According to a recent phase II trial, a multimodal intervention including polyunsaturated fatty acid nutritional supplements, exercise, and anti-inflammatory medication was feasible and safe in patient with inoperable pancreatic and lung cancer. In addition, the positive effect of multimodal intervention on weight suggested that cachexia is not an inevitable consequence and can be prevented in cancer patients. Nutritional counselling and oral nutritional supplements or non-steroidal anti-inflammatory also can be interventional options for cachexia.[40, 41] The effects of multimodal interventions on cancer cachexia will be demonstrated in an ongoing large phase III trial.
There were some limitations to our study. First, given its retrospective nature, we were unable to identify a causal relationship between sarcopenia and poor survival, and only revealed an association between them. Second, our study included only East Asian (Korean) individuals. Further studies on muscle change after surgery for pancreatic cancer in Western patients would be helpful to elaborate and generalize the findings of our study.

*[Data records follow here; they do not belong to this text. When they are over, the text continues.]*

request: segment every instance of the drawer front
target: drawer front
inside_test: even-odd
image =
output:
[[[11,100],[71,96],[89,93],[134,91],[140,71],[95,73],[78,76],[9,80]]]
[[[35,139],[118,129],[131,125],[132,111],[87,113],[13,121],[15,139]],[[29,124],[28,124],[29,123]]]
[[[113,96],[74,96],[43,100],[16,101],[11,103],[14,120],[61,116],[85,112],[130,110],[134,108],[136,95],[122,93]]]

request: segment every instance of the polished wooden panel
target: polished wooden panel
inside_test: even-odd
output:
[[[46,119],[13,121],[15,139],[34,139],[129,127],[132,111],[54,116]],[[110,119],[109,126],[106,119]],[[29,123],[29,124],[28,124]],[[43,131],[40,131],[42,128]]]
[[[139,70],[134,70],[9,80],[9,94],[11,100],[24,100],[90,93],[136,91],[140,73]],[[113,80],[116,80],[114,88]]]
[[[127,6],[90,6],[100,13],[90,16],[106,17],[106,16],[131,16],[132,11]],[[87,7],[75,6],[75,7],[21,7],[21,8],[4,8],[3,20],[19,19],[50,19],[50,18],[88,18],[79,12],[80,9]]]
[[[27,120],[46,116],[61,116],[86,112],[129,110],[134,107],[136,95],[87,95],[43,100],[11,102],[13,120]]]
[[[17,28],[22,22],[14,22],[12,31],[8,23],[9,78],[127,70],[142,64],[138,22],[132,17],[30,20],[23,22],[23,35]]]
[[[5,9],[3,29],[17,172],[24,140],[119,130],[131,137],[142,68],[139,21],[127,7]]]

We have demonstrated that preoperative sarcopenia and post-operative accelerated muscle loss are major prognostic factors for overall survival in patients undergoing pancreatic cancer surgery. As with tumour-specific prognostic factors, assessment of these patient-related factors may be important in informing clinical decision-making and helping to risk stratify patients with surgically treated pancreatic cancer.
This work was supported by a grant from the National Research Foundation of Korea funded by the Korean Government (grant number NRF-2015R1C1A1A02037568). The authors certify that they comply with the ethical guidelines for authorship and publishing of the Journal of Cachexia, Sarcopenia and Muscle.